Recurse Center - Batch 3 - Cycle 2025012-20250114 - Decoding
Decoding
This cycle I finished up coding the speech transformer from end-to-end :)
The code for the speech transformer looks something like this now:
My encoder looks like this:
class Encoder(nn.Module):
"""Encoder
Input: [batch time_steps freq_bins]
Output: [batch seq_length d_model]
This class processes a batch of spectrograms by:
- Expanding the input tensor by one dimension for channel
- Passing our tensor through a Conv2d block (with ReLU)

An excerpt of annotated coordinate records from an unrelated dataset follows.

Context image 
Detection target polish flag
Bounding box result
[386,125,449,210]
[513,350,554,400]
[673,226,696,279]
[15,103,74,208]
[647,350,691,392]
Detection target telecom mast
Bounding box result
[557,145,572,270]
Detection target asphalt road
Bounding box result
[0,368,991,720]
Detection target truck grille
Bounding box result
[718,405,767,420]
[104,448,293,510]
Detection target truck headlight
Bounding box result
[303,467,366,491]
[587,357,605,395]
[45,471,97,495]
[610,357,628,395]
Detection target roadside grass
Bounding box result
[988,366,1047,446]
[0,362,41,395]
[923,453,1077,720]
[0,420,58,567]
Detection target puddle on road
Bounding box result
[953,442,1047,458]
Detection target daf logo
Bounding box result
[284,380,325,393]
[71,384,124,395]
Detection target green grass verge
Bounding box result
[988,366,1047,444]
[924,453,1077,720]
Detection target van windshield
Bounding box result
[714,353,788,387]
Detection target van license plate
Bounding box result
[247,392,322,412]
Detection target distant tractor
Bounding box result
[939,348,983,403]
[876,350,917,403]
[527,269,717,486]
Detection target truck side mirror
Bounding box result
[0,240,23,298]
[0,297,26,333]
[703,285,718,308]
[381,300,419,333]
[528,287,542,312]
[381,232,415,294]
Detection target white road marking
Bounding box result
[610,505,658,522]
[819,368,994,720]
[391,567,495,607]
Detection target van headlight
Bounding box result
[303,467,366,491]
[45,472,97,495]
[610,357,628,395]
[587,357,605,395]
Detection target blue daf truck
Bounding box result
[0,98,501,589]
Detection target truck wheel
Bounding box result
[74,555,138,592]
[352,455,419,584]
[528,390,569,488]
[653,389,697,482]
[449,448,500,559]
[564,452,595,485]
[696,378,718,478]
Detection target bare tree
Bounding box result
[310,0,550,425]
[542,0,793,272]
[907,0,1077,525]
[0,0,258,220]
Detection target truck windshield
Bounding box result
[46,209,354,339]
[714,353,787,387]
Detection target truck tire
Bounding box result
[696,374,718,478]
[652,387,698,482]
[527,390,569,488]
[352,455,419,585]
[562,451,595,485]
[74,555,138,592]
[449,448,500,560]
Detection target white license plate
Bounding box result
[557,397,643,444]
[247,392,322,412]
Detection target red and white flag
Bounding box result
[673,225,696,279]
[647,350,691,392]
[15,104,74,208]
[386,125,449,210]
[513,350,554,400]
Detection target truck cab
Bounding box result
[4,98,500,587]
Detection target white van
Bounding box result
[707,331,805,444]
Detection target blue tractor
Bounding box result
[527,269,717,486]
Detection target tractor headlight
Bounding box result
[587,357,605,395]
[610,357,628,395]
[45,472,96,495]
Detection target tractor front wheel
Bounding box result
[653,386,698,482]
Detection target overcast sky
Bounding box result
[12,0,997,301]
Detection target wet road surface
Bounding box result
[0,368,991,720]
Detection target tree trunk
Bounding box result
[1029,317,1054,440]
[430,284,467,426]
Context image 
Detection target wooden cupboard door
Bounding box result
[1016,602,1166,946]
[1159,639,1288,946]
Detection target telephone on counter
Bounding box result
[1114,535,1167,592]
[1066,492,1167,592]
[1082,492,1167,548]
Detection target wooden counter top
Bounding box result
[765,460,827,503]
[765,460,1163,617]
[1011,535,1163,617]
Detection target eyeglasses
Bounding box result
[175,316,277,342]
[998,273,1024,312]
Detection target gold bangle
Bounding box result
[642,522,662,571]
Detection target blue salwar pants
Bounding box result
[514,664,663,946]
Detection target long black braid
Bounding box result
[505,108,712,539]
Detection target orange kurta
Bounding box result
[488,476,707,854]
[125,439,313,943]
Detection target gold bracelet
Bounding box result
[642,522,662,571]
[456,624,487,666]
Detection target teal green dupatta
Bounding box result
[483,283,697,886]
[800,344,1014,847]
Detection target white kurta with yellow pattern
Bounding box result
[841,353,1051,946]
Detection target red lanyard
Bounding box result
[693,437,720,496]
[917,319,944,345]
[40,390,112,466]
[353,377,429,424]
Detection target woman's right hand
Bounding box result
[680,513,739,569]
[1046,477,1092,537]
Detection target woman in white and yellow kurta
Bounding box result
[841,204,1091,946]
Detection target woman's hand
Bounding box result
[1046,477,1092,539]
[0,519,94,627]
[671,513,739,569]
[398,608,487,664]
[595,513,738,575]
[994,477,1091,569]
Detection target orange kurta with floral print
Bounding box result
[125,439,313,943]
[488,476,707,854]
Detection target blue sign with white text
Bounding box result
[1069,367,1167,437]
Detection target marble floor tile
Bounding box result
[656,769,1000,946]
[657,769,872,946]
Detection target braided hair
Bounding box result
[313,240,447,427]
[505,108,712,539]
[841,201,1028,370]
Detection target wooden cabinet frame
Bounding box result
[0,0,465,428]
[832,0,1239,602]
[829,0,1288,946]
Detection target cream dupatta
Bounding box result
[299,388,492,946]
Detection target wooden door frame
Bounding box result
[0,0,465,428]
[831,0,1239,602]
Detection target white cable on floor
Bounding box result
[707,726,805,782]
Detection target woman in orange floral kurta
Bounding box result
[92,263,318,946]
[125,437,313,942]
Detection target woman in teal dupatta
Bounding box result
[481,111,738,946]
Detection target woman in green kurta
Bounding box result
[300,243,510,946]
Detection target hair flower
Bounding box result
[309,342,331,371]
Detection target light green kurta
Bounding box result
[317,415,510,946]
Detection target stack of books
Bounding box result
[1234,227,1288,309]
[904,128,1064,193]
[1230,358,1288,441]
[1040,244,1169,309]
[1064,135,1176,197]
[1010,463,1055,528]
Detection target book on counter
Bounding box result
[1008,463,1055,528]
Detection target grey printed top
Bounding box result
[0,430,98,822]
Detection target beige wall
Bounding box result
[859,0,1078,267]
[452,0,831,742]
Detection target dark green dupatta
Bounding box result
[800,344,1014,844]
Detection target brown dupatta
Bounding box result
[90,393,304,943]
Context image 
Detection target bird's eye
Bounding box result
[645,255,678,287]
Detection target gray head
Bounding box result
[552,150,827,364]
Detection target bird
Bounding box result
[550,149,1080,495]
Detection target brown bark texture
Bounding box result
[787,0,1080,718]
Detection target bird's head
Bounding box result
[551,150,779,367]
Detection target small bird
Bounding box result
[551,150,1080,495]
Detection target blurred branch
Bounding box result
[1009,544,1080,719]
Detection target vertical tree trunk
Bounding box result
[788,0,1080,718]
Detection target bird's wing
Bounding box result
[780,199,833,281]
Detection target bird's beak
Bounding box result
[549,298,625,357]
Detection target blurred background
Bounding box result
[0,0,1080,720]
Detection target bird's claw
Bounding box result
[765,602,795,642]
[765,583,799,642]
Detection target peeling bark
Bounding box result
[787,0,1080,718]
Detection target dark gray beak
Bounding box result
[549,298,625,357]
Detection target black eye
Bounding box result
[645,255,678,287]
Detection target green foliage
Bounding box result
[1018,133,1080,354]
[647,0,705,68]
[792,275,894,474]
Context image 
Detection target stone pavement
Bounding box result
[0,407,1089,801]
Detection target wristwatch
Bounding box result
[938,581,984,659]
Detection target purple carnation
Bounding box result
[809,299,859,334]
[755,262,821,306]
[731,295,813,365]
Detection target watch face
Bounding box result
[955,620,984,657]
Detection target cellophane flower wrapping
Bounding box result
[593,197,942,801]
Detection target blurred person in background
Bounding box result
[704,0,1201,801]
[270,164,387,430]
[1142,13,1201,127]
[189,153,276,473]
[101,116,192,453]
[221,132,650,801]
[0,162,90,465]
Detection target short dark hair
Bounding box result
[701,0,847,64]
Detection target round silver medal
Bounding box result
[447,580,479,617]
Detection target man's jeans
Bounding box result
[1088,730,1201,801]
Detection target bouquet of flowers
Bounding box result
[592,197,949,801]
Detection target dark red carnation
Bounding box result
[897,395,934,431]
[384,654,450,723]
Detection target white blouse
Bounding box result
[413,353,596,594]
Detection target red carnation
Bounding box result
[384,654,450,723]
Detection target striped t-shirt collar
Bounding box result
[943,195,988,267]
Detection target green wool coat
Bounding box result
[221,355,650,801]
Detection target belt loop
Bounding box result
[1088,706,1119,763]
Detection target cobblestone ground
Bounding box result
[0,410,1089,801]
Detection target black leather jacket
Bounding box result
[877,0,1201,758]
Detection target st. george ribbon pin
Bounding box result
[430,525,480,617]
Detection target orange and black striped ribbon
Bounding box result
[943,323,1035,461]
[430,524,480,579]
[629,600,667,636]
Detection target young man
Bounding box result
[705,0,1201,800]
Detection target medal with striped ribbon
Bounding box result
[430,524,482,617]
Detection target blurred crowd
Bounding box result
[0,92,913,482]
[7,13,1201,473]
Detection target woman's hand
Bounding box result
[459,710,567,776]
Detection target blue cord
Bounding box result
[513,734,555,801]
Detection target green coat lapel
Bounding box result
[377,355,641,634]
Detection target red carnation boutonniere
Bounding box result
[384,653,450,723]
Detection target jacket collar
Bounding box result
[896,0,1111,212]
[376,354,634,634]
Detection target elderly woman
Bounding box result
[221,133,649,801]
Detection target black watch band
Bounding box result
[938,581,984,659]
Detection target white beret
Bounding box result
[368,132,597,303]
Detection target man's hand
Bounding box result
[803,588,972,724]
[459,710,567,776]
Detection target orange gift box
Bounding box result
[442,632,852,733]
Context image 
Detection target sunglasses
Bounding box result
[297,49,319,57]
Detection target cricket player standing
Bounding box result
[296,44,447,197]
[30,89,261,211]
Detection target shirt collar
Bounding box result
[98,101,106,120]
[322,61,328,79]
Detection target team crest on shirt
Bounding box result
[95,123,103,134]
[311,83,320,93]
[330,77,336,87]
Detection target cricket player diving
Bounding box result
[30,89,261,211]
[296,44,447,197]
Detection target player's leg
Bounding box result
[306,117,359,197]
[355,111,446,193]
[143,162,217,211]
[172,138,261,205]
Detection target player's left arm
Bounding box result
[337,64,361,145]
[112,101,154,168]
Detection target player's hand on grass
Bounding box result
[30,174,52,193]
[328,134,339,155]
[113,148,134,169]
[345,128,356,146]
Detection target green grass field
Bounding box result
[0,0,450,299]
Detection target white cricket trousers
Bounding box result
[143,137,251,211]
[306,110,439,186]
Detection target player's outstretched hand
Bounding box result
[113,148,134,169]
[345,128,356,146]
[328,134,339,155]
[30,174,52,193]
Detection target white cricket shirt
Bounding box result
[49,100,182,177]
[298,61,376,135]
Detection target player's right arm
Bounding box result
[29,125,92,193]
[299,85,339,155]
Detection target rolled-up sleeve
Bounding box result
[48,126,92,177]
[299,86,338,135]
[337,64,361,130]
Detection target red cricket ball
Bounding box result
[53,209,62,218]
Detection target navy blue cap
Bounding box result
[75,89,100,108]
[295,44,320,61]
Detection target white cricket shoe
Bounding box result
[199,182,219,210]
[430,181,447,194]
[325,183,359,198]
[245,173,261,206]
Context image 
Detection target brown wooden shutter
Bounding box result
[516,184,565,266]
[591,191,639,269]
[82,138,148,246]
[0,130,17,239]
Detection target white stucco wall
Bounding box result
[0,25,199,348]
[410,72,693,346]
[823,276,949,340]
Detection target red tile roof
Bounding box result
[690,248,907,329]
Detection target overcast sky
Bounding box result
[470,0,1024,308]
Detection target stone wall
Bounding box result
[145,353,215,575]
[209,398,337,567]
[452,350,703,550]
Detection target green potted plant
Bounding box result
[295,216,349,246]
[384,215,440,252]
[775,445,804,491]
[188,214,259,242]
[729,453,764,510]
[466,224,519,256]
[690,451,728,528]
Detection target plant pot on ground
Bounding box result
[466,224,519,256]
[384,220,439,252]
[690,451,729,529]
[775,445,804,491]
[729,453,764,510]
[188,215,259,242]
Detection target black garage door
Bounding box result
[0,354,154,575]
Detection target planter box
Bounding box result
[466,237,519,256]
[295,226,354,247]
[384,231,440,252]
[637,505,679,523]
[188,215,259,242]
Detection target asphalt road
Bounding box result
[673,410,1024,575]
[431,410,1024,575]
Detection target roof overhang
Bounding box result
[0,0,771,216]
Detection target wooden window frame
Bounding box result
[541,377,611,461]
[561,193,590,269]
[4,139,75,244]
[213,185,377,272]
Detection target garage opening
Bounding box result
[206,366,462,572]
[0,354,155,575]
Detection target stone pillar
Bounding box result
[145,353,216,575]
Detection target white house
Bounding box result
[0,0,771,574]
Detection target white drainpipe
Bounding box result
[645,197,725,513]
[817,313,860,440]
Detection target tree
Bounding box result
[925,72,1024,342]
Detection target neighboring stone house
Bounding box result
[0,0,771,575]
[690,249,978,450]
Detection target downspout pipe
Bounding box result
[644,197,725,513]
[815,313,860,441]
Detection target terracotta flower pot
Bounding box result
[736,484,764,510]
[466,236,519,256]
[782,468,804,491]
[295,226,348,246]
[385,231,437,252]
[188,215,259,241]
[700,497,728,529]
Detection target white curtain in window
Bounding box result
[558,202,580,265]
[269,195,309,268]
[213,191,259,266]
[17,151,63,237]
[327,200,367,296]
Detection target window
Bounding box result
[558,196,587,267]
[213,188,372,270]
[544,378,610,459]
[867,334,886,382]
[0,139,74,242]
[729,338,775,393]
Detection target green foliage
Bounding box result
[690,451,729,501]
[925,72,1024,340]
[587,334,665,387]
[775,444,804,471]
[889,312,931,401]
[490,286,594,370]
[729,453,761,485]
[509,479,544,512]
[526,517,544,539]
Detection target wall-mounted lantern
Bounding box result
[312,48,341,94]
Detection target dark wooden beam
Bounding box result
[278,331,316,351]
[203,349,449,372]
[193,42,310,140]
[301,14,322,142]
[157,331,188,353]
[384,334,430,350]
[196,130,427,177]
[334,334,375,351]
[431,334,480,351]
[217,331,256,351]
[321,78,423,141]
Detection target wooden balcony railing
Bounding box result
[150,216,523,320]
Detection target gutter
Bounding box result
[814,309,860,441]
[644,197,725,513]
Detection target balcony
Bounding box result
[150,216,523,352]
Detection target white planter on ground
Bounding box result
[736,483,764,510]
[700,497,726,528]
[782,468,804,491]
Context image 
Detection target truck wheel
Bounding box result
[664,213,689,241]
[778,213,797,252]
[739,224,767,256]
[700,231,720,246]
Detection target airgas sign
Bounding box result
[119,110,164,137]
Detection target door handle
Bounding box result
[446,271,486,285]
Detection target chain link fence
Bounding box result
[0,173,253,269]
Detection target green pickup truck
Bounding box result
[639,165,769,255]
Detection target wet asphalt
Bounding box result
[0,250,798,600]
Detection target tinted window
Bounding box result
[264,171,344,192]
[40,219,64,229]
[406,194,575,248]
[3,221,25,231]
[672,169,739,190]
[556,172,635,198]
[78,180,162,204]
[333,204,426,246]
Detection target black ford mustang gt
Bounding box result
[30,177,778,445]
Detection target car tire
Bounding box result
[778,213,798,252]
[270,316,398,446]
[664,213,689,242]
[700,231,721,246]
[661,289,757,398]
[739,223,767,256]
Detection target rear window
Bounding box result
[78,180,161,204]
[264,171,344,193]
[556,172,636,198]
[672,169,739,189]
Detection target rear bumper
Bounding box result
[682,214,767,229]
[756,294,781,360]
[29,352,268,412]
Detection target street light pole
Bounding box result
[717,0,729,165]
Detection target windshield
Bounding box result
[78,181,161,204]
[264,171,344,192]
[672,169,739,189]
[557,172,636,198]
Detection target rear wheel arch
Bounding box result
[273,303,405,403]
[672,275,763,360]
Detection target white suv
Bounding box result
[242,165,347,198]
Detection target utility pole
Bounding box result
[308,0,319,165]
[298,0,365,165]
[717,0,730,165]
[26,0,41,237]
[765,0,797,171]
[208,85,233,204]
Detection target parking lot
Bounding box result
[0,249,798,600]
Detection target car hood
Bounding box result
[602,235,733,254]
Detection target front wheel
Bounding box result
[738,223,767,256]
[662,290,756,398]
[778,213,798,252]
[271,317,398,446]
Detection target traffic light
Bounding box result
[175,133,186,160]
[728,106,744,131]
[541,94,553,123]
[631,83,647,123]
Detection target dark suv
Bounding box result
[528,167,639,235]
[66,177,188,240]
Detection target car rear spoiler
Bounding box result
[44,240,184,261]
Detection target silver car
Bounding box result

- Passing our tensor through another Conv2d block (with ReLU)
- Reshaping out tensor so it has three dimensions instead of four
- Passing through a linear layer so we get an output shape of d_model for the last dimension
- Passing our tensor through a posiitonal encoder
- Passing out query_input through n encoder blocks
- Passing our tensor through a layer norm
- Outputting our encoded output to be used by the decoder (for cross attention)
"""
def __init__(self, cfg: Config):
super().__init__()
self.cfg = cfg
# encoder components
self.repeat = Repeat(self.cfg)
self.conv2d_block_one = Conv2DBlock(self.cfg, self.cfg.n_channels, self.cfg.n_out_channels, self.cfg.conv2d_kernel_size, self.cfg.conv2d_stride, self.cfg.conv2d_padding)
self.conv2d_block_two = Conv2DBlock(self.cfg, self.cfg.n_out_channels, self.cfg.n_out_channels, self.cfg.conv2d_kernel_size, self.cfg.conv2d_stride, self.cfg.conv2d_padding)
self.reshape = Reshape(self.cfg, "b c ts fb -> b ts (c fb)")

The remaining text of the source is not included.